「有名性の平和利用」が「有名性の悪魔利用」に反転した理由は何だったのかしら

山下達郎さん(というかスマイルカンパニー)と松尾潔さん(以下KCさん)の契約解除の件が凄い炎上してるみたいですね。実際どういう経緯での契約解除の道筋だったのか分からないので憶測の域をでませんけど、散々細野晴臣大瀧詠一山下達郎的な「在り方」を、ここでも散々賞賛してきたあたしが、この件に何を書くか楽しみに、またはこれを機に転向を期待している人も3人ぐらいいるかもしれないので(笑)感じたことを帰宅電車内で一気に書き殴っておきます。制限時間50分。
 
 まず山下達郎とジャニーズの関係というのは、達郎さんのビジネスパートナーとして70年代から二人三脚の小杉理宇造さんという人が、デビューする近藤真彦のディレクターに就任した時から始まり、その後キンキキッズや嵐、最近では木村拓哉に曲を書く流れとなるわけで断続的に40年近くになると思いますが、ジャニーズのスマップ派閥と嵐派閥の抗争の中で、創業家(嵐派閥)を支援する小杉さんがスマップの解散騒動の時、中森明菜の金屏風会見の時と同様に剛腕で事を進めようとして、その影響でおそらく引退、一線を退き、その後小杉さんの後釜に就いたスマイルカンパニーの社長は元ユニバーサルレコードの社員ですから、達郎さんとジャニーズに定常的な利害関係はないでしょうし、今回の件は、まずもってユニバーサルサイドのジャニーズ界隈に迷惑がかからないようにスマイルカンパニーとして対処する、ということでのことだったろうと思います。
 
そんで、松尾さんのやり方が
①ジャニーズ批判をスマイルカンパニー所属でやれば、当然軋轢や問題が出て、周囲に迷惑がかかることを分かっていながら批判を繰り返し
②おそらくスマイルカンパニー側からの再三のお願いや警告があったにも関わらずそれを無視し
③そして今回のツイートも、このような騒動になることを分かったうえであえてやっている
ことが明確なので、余計にこじれたなという風に思います。
 
勿論昨今のジャニーズ批判はあって当然ですし、再発防止や被害者救済がうやむやにされずに正面から行われることを願いますが、KCさんには、そのジャニーズ問題の前に「山下達郎という人間への個人的恩義と信頼関係性」があり、それをぞんざいにしているところについて、達郎さん側がジャニーズの問題云々の前に、これはもう関係継続はダメだという風になったんじゃないかというのがあたしの見立てです。
 
なせその見立てなのかは、あたしこれに似た経験があるんです。Aさんという人に頼まれてBといううちの割と重要で力を持った取引先を紹介したんですけど、AとBがもめました。結構派手に。(笑)それで、そのもめた内容如何に関わらず(例えばBが一方的に悪かったとしても)、あたしの立場からはどうするかというと、BにAを紹介したことを謝罪し、Aとの関係は切るわけですよ。
 
なぜか。だってあたしがAにBを紹介したということへの感謝、あたしがBとの信頼関係構築した努力への敬意みたいなものがどこかに吹っ飛んでズタズタにされてしまっているわけなんで、Aの主張がなんであれ、そんな人と付き合い続けても、また何かに利用され、かき回されるだけなのが見えるからです。(もともとAにはそういう、ある意味の駆け引き上手な政治気質があったことに気付いてはいたのですが、それでも困っているならと紹介したあたしが、そもそもバカでした。)

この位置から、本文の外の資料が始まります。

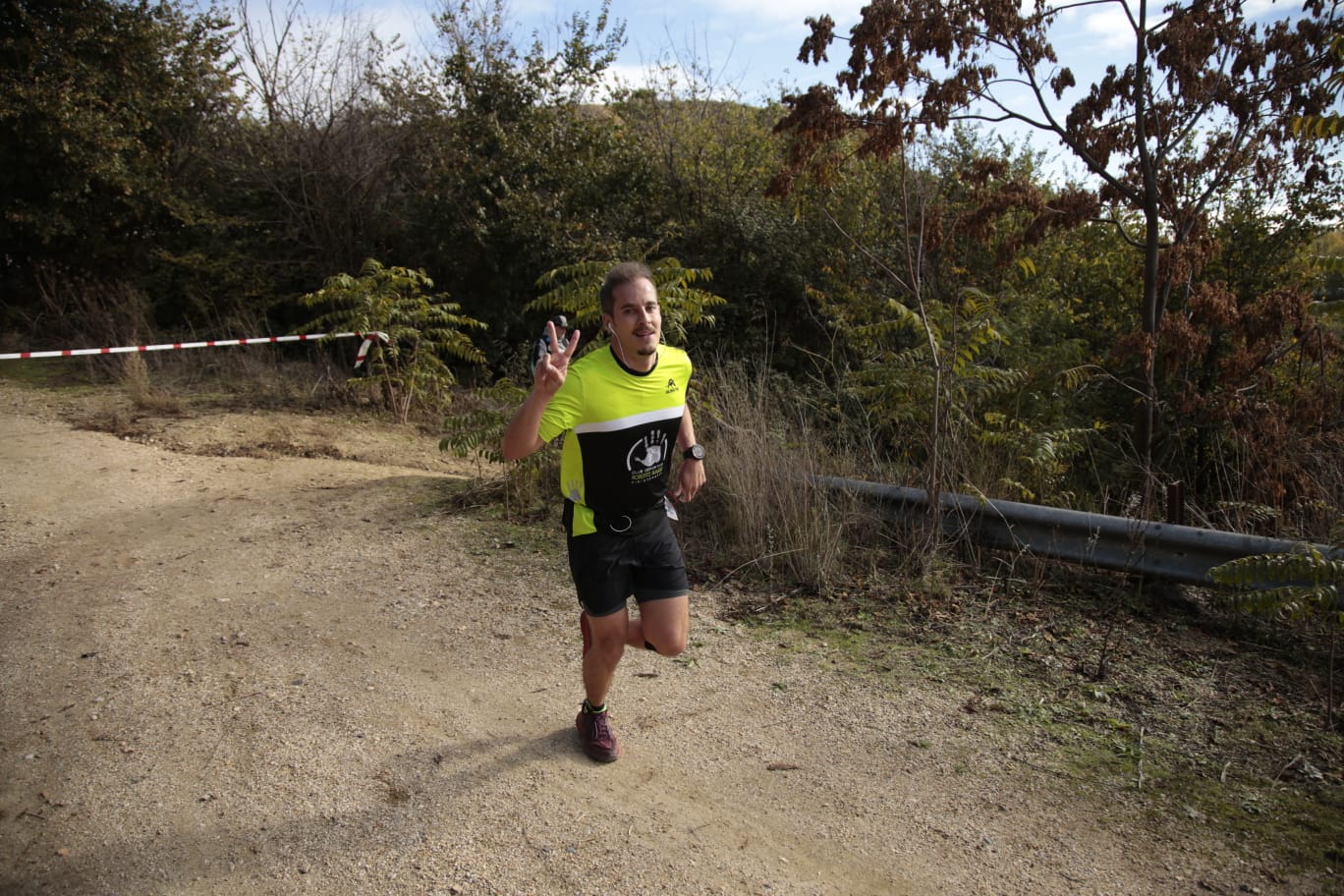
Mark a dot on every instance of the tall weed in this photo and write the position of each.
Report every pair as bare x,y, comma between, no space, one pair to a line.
767,515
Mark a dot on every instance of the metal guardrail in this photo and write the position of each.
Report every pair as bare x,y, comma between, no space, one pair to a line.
1158,549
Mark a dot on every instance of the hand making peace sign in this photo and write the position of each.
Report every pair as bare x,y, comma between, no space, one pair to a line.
554,365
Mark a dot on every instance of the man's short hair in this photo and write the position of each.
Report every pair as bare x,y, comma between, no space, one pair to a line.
623,273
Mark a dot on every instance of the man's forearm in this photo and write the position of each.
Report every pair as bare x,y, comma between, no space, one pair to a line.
522,437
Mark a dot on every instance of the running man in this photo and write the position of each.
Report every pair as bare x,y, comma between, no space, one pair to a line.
623,413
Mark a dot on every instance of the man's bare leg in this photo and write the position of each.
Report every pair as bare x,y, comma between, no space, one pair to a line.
663,625
609,639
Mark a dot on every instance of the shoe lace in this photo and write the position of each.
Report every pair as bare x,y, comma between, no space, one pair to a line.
598,727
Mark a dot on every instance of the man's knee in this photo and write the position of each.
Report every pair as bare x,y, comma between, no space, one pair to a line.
667,644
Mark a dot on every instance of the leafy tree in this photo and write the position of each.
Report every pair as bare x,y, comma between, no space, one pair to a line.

で、Bとの取引はそれで一時期厳しくなったのですが、元に戻して現在も堅調に続き、雨降って地固まる的に帰着したのでした。
 
Aさんはもめる前に静かに撤退すべきだったとあたしは思いますよ。どんな理由があれ、紹介者に迷惑がらかからないように配慮するのが最優先ではないのかな、と。
 
はて、達郎さん(とスマイルカンパニー)はここでいうあたし、Aは松尾さん、Bはジャニーズに置き換えてみて欲しいんですけどね。
 
「世界平和を願う前に隣人を愛せよ」という言葉があるわけですけど、お世話になって、恩義がある人との歴史や信頼関係を「ぞんざい」にしてでも(というかそれを逆に利用する形で)何か自分の主張や正義を突き通す、というのは、スジが違うわけで、あたしがKCさんだったら、まずスマイルカンパニーを自ら辞してから、ジャニーズ批判しますし、スマイルカンパニーや達郎さんも批判したいなら、その独立した立場で批判すればよいだけです。社員じゃなくてマネジメント契約なんですから、どうして物事を複雑にコジレさせようとしたのか、またはそれを狙ったのか、ケミストリーを売り出す時に(自社以外の男性アイドルは潰せと噂されていた)ジャニーズに邪魔された怨念があるのか(苦笑)、定かではありませんが、解せません。
 
一方で、達郎さんですけど、70を過ぎて、もう充分財産もあるのに、なんであんなにイマも働いているかというと、それはインディーズであるところのスマイルカンパニー及び関係スタッフを食わせるためでもあるでしょうし、昔から世話になっている人(ジャニーズ含む)の頼みを断れない、という義理堅さが大きいんだと思います。
 
みんな山下達郎細野晴臣を大きな権威や権化で何でも意のままだと勘違いしてますけど、長い時間をかけて大手から独立したインディペンデントなポジションを確立してきたわけで、ビジネス規模から言えば属人的で弱小ですからね。自分の力と努力で業界内の独自のポジションを獲得して、しがらみや圧力の少ないところで、手触りで自分の表現を追求してきた人たちなんです。
 
だからそういう長年の信頼関係がビジネス構造の中心に当然なってくるわけで(うちもそうですけど)、あたしがAと関係を切ったように、こりゃもう、このままではスマイルカンパニーのステークフォルダのガバナンスのバランスが崩壊してしまう、弱小だからすぐに吹けば飛んでいく、という危機感から今回の契約解除となったとあたしは思います。
 
「現実的理想主義」という言葉がありますけど、理想と現実を両方成立させたところで仕事を成立させるバランス経営が、特に弱小インディーズには重要なんです。昨今は理想ばっかり語って現実を蔑ろにする口だけタイプと、現実(数字)しか追わず理想のない拝金タイプが2極化する昨今において、モノゴトには表があれば裏があり、右があれば左があり、前があれば奥があるという社会の複雑性に、どうしてこうも人々は対応しきれなくなっているのか、不思議でなりません。ながいものにまかれるか、弾き出されて反発するかしかいなくなり、複雑性と粘り強く対峙する人が、どういうわけか減り続けている。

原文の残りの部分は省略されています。